About

I am a third-year Ph.D. student in Information Engineering at the University of Padova, part of the SIGNET research group, and supervised by Professor Michele Rossi. I hold a Bachelor’s degree in Mathematics and a Master’s in Data Science. My main research interest is in the field of Neuromorphic Engineering, with a focus on the development of gradient-free training strategies for Spiking Neural Networks (SNNs).

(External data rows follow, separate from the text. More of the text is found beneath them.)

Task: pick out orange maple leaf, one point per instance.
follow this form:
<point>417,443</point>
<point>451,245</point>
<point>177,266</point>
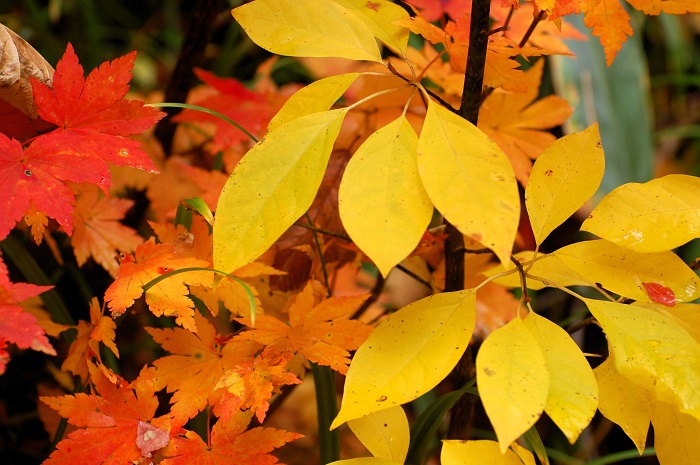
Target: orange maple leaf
<point>111,422</point>
<point>97,232</point>
<point>85,347</point>
<point>230,444</point>
<point>321,332</point>
<point>168,297</point>
<point>197,363</point>
<point>518,123</point>
<point>250,385</point>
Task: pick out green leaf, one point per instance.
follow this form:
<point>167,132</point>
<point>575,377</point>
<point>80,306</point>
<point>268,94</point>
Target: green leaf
<point>382,203</point>
<point>513,380</point>
<point>316,97</point>
<point>469,180</point>
<point>379,16</point>
<point>624,271</point>
<point>271,187</point>
<point>307,28</point>
<point>385,433</point>
<point>408,354</point>
<point>653,351</point>
<point>563,178</point>
<point>573,393</point>
<point>652,217</point>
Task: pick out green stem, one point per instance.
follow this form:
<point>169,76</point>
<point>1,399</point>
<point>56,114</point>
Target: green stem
<point>329,441</point>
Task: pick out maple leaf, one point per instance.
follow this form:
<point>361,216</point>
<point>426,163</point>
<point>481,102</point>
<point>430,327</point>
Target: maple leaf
<point>97,230</point>
<point>518,123</point>
<point>86,347</point>
<point>321,331</point>
<point>230,443</point>
<point>17,326</point>
<point>197,363</point>
<point>111,422</point>
<point>250,385</point>
<point>92,115</point>
<point>168,297</point>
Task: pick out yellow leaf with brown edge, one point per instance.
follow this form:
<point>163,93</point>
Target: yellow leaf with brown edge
<point>656,216</point>
<point>563,178</point>
<point>469,180</point>
<point>513,380</point>
<point>381,199</point>
<point>653,351</point>
<point>287,27</point>
<point>408,354</point>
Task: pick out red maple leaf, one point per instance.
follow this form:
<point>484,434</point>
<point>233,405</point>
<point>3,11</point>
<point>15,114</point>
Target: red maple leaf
<point>118,423</point>
<point>17,326</point>
<point>230,443</point>
<point>92,115</point>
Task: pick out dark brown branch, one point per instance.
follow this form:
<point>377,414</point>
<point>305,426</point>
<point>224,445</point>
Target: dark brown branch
<point>197,36</point>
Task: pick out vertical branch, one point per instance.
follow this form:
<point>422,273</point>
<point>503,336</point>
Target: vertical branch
<point>462,413</point>
<point>197,36</point>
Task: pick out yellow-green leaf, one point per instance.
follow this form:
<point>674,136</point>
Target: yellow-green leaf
<point>651,217</point>
<point>625,271</point>
<point>379,16</point>
<point>385,433</point>
<point>676,436</point>
<point>513,380</point>
<point>573,392</point>
<point>381,200</point>
<point>470,180</point>
<point>653,351</point>
<point>408,354</point>
<point>307,28</point>
<point>548,267</point>
<point>563,178</point>
<point>316,97</point>
<point>271,187</point>
<point>624,403</point>
<point>481,452</point>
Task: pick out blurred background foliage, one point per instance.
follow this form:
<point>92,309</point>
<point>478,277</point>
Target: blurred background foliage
<point>648,104</point>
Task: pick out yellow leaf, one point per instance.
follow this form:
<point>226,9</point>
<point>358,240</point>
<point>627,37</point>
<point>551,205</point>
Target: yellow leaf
<point>379,16</point>
<point>513,380</point>
<point>653,351</point>
<point>385,433</point>
<point>548,267</point>
<point>624,271</point>
<point>307,28</point>
<point>478,452</point>
<point>469,180</point>
<point>624,403</point>
<point>408,354</point>
<point>563,178</point>
<point>675,436</point>
<point>573,392</point>
<point>271,187</point>
<point>316,97</point>
<point>382,203</point>
<point>651,217</point>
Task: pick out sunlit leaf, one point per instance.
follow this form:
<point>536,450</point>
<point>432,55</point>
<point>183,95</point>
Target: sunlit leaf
<point>469,180</point>
<point>288,27</point>
<point>381,200</point>
<point>408,354</point>
<point>563,178</point>
<point>573,392</point>
<point>385,433</point>
<point>653,351</point>
<point>651,217</point>
<point>513,380</point>
<point>271,187</point>
<point>625,271</point>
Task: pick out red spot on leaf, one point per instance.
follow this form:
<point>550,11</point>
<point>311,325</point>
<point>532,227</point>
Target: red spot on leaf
<point>660,294</point>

At SIGNET, my research spanned across various domains. Initially, I focused on developing deep learning architectures for human mmWave radar sensing, specifically addressing Open-Set gait recognition from mmWave point cloud traces. Over time, my interests have expanded towards energy-efficient deep learning techniques for edge computing, with projects involving Joint Communication and Sensing, federated learning, and spike encoding for Spiking Neural Networks (SNNs).

Currently, my primary research interests are focused on foundational methodological aspects of SNNs, particularly in exploring gradient-free training methods. I have dedicated a significant portion of my PhD to studying the foundational literature in computational neuroscience. I have explored the usage of Spike Timing Dependent Plasticity (STDP) and Reward-modulated STDP for local training of SNNs. My goal is to contribute to bridging the existing gaps the fields of neuroscience and machine learning, enabling the development of new computational models inspired by the brain’s mechanisms.

Currently, I am working on applying mathematical optimization techniques for the training of SNN models.

Previous Research Activity

I first approached machine learning during my Bachelor’s thesis, where I worked on a data-driven approach for the prediction of severe malaria cases, in a joint collaboration with Ospedale Lazzaro Spallanzani in Rome, supervised by Professor Francesco Rinaldi. Our work was later published as a journal paper.

For my Master’s thesis, I had the opportunity to work on Neural Symbolic Integration under the guidance of Professor Luciano Serafini and researcher Alessandro Daniele at Fondazione Bruno Kessler in Trento. Specifically I carried out the experimental section of “Knowledge Enhanced Neural Networks” (KENN).